Embrace America's Rivers

Tennessee-Tombigbee Waterway

The Tennessee-Tombigbee Waterway serves as an alternate route to the Gulf of Mexico. Before it was completed the only river from the Ohio Valley to the Gulf was the Lower Mississippi River. The "Tenn-Tom" shortened the distance and provided friendlier waters and services for commercial vessels and pleasure craft. The waterway has stimulated economic development, provided outdoor recreational opportunities, aides to navigation, and enhanced wildlife habitat. Many people call the entire waterway from the Tennessee River to Mobile, AL the Tennessee-Tombigbee Waterway but it is only part of 482 miles of the river system connecting the Tennessee River with the Tombigbee River and, via the Mobile River, with the Gulf of Mexico. This waterway flows south from the Tennessee via a canal in Northeastern Mississippi, crosses into Alabama at Aliceville Lake, then runs South Southeast to Demopolis, Ala. There are ten locks and dams on the waterway.

The Tennessee-Tombigee Waterway has three main parts - the largest section from Demopolis, Alabama north to Amory, Mississippi utilizes the Tombigbee River but changes and shortens the existing channel with dams, locks and shortcuts. From Amory a canal section using a chain of lakes construction extends to the Bay Springs Lock and Dam. The final section cuts deeply through high ground to the Tennessee River. Its total length is 234 miles with the river section being 149 miles, canal section 46 miles and divide cut (shown at left) section being 39 miles. The standard width is 300 feet.

This waterway also connects with the Intracoastal Waterway at Mobile Bay. Many boaters utilize this waterway system to pilot their boats between Lake Michigan and Florida. The Intracoastal Waterway is a system of rivers, lakes, canals and barrier islands that provide a channel along the gulf coast that is protected from the high winds and waves from the ocean.

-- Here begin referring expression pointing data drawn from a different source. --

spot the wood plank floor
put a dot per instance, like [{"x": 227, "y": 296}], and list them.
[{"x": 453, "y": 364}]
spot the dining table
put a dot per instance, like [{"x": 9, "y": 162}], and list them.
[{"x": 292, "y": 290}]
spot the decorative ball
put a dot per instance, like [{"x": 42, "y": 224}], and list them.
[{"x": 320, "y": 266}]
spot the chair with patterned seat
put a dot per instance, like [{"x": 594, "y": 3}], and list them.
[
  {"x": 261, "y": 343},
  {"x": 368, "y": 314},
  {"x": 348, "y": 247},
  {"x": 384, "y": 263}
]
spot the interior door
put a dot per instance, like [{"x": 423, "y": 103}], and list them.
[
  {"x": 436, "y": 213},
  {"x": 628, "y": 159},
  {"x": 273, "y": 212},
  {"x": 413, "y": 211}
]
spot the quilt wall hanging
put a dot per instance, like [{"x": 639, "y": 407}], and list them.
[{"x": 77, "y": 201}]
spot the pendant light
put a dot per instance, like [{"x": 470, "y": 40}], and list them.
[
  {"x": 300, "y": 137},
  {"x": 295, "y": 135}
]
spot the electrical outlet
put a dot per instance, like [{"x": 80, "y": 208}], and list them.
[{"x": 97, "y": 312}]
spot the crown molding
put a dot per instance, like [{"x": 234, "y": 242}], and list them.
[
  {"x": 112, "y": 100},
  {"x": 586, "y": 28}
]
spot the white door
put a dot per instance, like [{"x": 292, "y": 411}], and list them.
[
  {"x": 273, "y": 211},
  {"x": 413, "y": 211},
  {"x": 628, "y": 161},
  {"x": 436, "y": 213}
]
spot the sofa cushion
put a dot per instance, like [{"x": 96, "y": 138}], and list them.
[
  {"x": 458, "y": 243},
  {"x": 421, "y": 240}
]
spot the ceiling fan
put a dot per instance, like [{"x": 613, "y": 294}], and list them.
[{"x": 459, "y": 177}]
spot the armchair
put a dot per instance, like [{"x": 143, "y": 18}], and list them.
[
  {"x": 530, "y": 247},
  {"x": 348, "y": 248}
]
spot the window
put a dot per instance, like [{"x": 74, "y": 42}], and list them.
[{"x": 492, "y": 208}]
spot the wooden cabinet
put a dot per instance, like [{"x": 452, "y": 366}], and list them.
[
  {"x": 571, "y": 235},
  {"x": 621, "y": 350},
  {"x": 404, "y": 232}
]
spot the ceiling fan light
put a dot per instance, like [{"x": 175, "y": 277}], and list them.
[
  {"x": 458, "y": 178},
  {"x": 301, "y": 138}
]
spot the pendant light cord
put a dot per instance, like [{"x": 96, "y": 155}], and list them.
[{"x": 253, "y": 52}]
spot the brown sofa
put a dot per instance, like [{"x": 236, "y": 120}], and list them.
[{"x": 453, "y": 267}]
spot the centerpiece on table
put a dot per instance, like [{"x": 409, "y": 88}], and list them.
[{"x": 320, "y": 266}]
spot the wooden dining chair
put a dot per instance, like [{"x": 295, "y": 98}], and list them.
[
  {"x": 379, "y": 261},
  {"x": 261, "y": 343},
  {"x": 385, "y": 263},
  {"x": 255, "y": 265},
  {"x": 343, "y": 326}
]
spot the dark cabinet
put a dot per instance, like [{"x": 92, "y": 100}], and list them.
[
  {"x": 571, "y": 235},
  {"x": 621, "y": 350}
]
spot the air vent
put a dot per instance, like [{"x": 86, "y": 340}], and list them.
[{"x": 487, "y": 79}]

Several breakwaters are seen along the waterway. They were built to prevent tributaries and other water sources from eroding the bed of the channel by spreading out the force during high input. One of the breakwaters is shown at left.

The Coffeeville Lock & Dam is shown at right. This is one of ten locks that maintain a "pool" stage above the dam that provides a sufficient depth for vessels. Much of the waterway is nearly slack water, due to the dams.

The waterway is not as busy with tow traffic as some rivers but some will be encountered so boaters are advised to give them plenty of room, particularly on tight bends. The wakes from passing tows is a gentle roll and not as choppy as large cruisers. In narrow sections the wake will bounce back and forth for some time.

There are many remote and beautiful areas, particularly in the lower sections. The photo at left is looking toward the mouth of the Black Warrior River, just above Demopolis. The Black Warrior is a navigable river to Birmingham.

Mobile Bay is a busy commercial port and along with the wind, can be quite choppy. The blue and white vessel in the photo at below is the Delta Mariner. This is the ship that hit a bridge on the Tennessee River in January of 2012, taking out two spans of the bridge.